Importance of carbohydrates on the surface of  malaria parasite

Importance of carbohydrates on the surface of  malaria parasite

An international research team has shown for the first time that carbohydrates on the surface of malaria parasites play a critical role in malaria's ability to infect mosquito and human hosts.

The discovery also suggests steps that may improve the only malaria vaccine approved to protect people against Plasmodium falciparum malaria - the most deadly form of the disease.

The research, published in Nature Communications has shown that the malaria parasite 'tags' its proteins with carbohydrates in order to stabilize and transport them, and that this process was crucial to completing the parasite's lifecycle.

Authors identify the Plasmodium protein O-fucosyltransferase (POFUT2) responsible for O-glycosylating CSP and TRAP surface proteins.

Genetic disruption of POFUT2 in Plasmodium falciparum results in ookinetes that are attenuated for colonizing the mosquito midgut, an essential step in malaria transmission. Some POFUT2-deficient parasites mature into salivary gland sporozoites although they are impaired for gliding motility, cell traversal, hepatocyte invasion, and production of exoerythrocytic forms in humanized chimeric liver mice. These defects can be attributed to destabilization and incorrect trafficking of proteins bearing thrombospondin repeats (TSRs).
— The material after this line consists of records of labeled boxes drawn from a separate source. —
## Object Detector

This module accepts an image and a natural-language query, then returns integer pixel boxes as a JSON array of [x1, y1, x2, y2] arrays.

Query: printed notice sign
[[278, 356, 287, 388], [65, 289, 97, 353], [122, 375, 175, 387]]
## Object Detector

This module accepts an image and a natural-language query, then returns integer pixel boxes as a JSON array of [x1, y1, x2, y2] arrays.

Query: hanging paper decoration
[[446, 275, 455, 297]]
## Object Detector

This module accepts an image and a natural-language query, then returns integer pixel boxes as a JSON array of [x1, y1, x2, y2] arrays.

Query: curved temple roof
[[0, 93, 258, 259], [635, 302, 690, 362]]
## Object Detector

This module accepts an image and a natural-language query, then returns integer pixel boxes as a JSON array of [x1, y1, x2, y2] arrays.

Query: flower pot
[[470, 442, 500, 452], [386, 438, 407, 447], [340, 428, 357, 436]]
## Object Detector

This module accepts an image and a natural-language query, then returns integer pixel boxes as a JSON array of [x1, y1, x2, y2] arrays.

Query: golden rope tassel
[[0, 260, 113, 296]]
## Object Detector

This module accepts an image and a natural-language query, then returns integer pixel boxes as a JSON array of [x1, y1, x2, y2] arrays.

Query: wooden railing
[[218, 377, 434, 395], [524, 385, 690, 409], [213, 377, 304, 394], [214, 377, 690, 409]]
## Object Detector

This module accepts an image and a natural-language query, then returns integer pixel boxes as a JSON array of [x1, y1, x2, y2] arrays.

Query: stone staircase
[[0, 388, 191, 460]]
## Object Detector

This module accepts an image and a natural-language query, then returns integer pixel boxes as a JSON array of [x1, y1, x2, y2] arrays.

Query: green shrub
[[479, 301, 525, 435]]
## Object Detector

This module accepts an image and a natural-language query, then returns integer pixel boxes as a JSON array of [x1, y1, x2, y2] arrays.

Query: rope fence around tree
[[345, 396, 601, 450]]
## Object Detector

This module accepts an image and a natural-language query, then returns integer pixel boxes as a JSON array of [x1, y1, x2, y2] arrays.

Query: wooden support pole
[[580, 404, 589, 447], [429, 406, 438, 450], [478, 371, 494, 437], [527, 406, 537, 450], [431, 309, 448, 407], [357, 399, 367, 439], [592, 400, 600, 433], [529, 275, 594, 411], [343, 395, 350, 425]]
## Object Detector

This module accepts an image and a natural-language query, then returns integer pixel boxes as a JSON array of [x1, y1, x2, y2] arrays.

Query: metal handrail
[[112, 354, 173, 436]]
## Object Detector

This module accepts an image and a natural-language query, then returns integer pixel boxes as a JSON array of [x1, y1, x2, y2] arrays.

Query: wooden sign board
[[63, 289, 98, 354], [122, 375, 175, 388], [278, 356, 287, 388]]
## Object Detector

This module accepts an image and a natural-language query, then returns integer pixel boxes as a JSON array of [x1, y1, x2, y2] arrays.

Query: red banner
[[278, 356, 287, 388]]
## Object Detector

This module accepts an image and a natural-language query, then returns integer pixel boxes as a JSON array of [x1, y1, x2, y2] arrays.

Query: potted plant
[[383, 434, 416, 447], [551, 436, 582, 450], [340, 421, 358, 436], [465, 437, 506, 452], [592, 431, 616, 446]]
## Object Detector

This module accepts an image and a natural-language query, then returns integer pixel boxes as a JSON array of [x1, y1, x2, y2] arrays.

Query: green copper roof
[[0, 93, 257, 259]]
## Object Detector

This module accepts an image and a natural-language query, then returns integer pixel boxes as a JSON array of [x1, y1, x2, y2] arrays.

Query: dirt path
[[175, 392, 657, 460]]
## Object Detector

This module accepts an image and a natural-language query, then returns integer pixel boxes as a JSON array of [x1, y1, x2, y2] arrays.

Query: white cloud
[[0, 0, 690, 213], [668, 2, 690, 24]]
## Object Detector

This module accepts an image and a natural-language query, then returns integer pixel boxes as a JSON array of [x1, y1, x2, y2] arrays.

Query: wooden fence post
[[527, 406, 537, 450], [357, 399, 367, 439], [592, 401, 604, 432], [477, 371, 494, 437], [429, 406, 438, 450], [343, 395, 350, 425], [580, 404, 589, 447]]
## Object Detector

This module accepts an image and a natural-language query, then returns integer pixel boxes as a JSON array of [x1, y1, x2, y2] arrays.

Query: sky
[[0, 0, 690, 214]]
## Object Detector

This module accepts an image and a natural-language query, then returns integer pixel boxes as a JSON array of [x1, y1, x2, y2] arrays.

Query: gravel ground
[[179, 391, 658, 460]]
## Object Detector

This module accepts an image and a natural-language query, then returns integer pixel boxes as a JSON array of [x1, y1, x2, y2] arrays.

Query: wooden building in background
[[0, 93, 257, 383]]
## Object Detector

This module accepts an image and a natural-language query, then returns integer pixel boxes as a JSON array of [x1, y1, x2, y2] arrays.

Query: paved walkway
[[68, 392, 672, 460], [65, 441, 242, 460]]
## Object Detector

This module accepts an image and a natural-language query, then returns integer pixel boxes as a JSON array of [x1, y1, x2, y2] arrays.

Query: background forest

"We found that the parasite's ability to 'tag' key proteins with carbohydrates is important for two stages of the malaria lifecycle. It is critical for the the earliest stages of human infection, when the parasite migrates through the body and invades in the liver, and later when it is transmitted back to the mosquito from an infected human, enabling the parasite to be spread between people. Interfering with the parasite's ability to attach these carbohydrates to its proteins hinders liver infection and transmission to the mosquito, and weakens the parasite to the point that it cannot survive in the host" senior author said.

Malaria infects more than 200 million people worldwide each year and kills around 650,000 people, predominantly pregnant women and children. Efforts to eradicate malaria require the development of new therapeutics, particularly an effective malaria vaccine.